Mothers of Invention

“Necessity is the mother of invention,” goes the proverb.  A gender neutral variant occurs in Plato’s Republic.  By the Sixteenth Century though, the proverb was established in both English and Latin with Necessity having a female persona.

               Sixty years ago, the post office of my Ohio childhood installed a curbside mail box with a chute.  My mother observed that although the drop box was an improvement, it required a 5’ 4” woman like her to put the car in “Park,” slide across the bench seat, over the transmission hump and reach an uncomfortable distance to deposit mail. So she wrote a letter to the local newspaper saying that.  The postmaster thereupon reconfigured his parking lot to place the drop box on the driver’s side of a newly created drop-off lane. 

                Another of my mother’s wished-for improvements was a kitchen shower stall.  She said a mother with small children should be able to finish dinner, step into the stall with her child(ren), draw a circular curtain hung from an overhead track, disrobe, pull the chain connected to an overhead water tank, and wash off food that found its way onto clothes or body parts other than kids’ mouths, with a drain in the center of the floor to catch the runoff. 

                The point of the examples is that useful devices women might create are off the radar of businessmen who lead new product initiatives and experience the world differently.  Stated simply, women remain underrepresented in the innovation economy and our world is poorer for it.

                This truth came to mind as I read a white paper, “Manufacturing a High-Wage Ohio,” published by The Century Foundation.  The paper’s author, Michael Shields, identifies troubling trends:

  •        “Despite dramatic job losses, Ohio grew its share of the nation’s manufacturing workforce over the past quarter-century, as manufacturing jobs became more concentrated in the [Midwest] region.”

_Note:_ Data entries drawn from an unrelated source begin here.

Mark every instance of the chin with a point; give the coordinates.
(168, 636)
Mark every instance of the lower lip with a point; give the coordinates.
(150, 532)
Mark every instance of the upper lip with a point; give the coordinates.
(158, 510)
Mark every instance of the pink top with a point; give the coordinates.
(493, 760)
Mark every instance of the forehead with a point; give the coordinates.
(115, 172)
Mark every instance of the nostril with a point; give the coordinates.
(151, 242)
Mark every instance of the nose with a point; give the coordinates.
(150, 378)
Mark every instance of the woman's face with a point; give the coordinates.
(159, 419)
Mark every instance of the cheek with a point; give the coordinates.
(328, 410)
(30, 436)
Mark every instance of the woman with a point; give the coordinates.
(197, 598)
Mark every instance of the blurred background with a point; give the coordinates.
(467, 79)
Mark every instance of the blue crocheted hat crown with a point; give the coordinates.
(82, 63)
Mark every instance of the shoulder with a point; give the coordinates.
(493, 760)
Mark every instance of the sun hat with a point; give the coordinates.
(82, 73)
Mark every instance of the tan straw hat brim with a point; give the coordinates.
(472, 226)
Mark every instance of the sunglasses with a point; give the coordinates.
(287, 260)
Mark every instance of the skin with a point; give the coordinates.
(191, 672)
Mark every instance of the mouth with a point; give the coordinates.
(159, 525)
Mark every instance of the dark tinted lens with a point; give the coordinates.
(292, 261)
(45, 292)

  •        “Ohio was once among the nation’s wealthiest states . . . .  Yet, Ohio is no longer a destination [for people or companies]—the state’s growth rate has lagged the nation’s by three quarters since the Great Recession.  Ohio’s cities are actually shrinking.”

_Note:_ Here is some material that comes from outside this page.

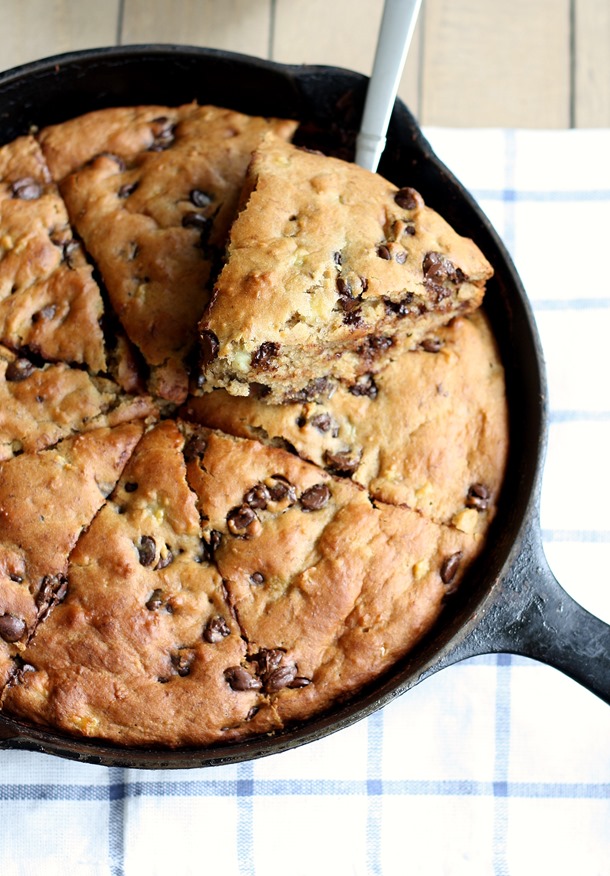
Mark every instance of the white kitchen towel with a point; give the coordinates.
(499, 765)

  •         “Wage growth in Ohio has been nearly flat for nearly four decades.  Since 1979, the bottom 60 percent of workers has lost ground compared to their counterparts a generation ago.”

  •        “While manufacturing remains a better paying sector, factory wages have not kept pace with economic growth, and the manufacturing premium—the wage bump that manufacturing workers receive above other wage-earners—has shrunken.”

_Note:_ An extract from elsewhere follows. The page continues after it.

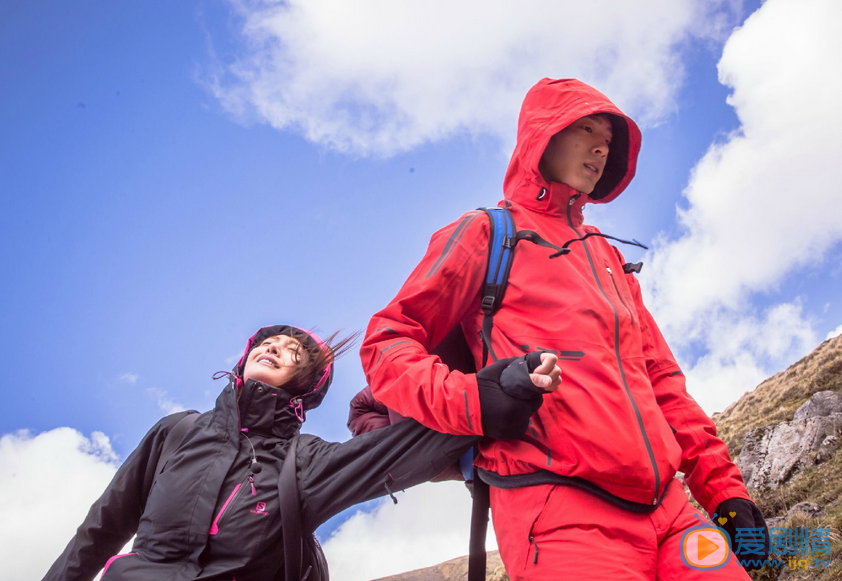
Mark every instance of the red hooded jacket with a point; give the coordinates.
(622, 421)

  •        “Advanced manufacturing industries hold enhanced potential to create good jobs . . . .  Yet the trends in advanced manufacturing jobs spell trouble for Ohio [because the rate of loss of these jobs (43% since 1990) exceeds the rate of loss of other manufacturing jobs (30%)].  Policymakers should be deeply concerned with the long-term viability of manufacturing jobs in general, but especially of advanced manufacturing jobs.”

The causes of these trends are firmly established and durable.  They include automation, foreign competition, government currency manipulation and corporate capital allocation in favor of rapidly growing emerging markets.  For example, Midwest-stalwart Caterpillar, Inc., today has 76 manufacturing plants overseas compared to 62 plants in the U.S.  Since building its first plant in China in 1994, CAT now has 25 plants there.

Plato’s wisdom about necessity mothering invention should guide us.  Ohio remains a prolific center of innovation.  Residents of its principal cities and Pittsburgh created the fifth largest number of patents issued in the United States since 2000.  Only cities in California, Boston and New York City surpass the Ohio/Pittsburgh cohort. 

What if women had greater material incentives and technical support to invent new products?  What would they create that we men overlook? 

Ohio state government has an active economic development team, Jobs Ohio, funded by sales tax on liquor.  Of nine Jobs Ohio directors, one is a woman.  Of five regional staff team leaders, one is a woman.  Of the 11 industry teams, two (military and government, and healthcare) are led by women.

Asian and European business cultures prefer men over women to an even greater degree than American business culture.  So why not turn that to our advantage by incentivizing American women to create, patent and commercialize more products? 

Ohio participates in the Invention Convention, a nonprofit organization intended to nurture children’s interests in innovation. https://inventionconvention.org/ohio/about/invention-convention-worldwide.  Why not do more to encourage adult women to be innovators?

We cannot reclaim an economy in which hundreds of thousands of men and women earn top tier wages and salaries by operating tools and machines to mass produce goods. That era is over. Computer programmed machines, wherever located, are more efficient and require fewer operators. We can, however, harness the brain power of all our citizens to invent and patent-protect useful tools for living in our time. That is the necessity we face.